When it comes to first batter walks, Alvarado isn’t the worst. Roe has issued seven walks in 38 appearances, four of which scored. Two of Castillo’s three first-batter walks scored over 33 outings. While Stanek issued five first-batter walks, only one scored.

Related: MORE RAYS: Meet the teen-ager who caught Mike Brosseau's first MLB homer

As far as Alvarado goes, keep in mind he was away from the team for nearly a month. He had to go through a throwing progression after going on the family emergency medical list, then onto the restricted list to address a personal issue.

After Wednesday's game, Alvarado dismissed any notion he was rusty, saying a mechanical issue with his back leg led to him flying open.

“I feel good. I felt ready to pitch,” he said.

But this much is clear. The Rays need to get better at winning close games. They are 12-20 in games decided by two runs or fewer. And more close games are played down the stretch as the pennant race heats up, and that carries over into the postseason.
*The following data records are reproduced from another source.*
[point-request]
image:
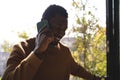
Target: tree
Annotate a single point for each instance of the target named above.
(23, 35)
(6, 46)
(90, 45)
A major part of winning those games is is locking games down late, and the Rays bullpen’s biggest enemy is its struggles to throw strikes.

“I don’t know, it’s frustrating," Cash said. "But I don’t really look at it as the bullpen as a whole. They’ve done a lot of good things for us, but we’ve gone on a bit of a tough stretch before winning four in a row. A lot of things were not going well for us.”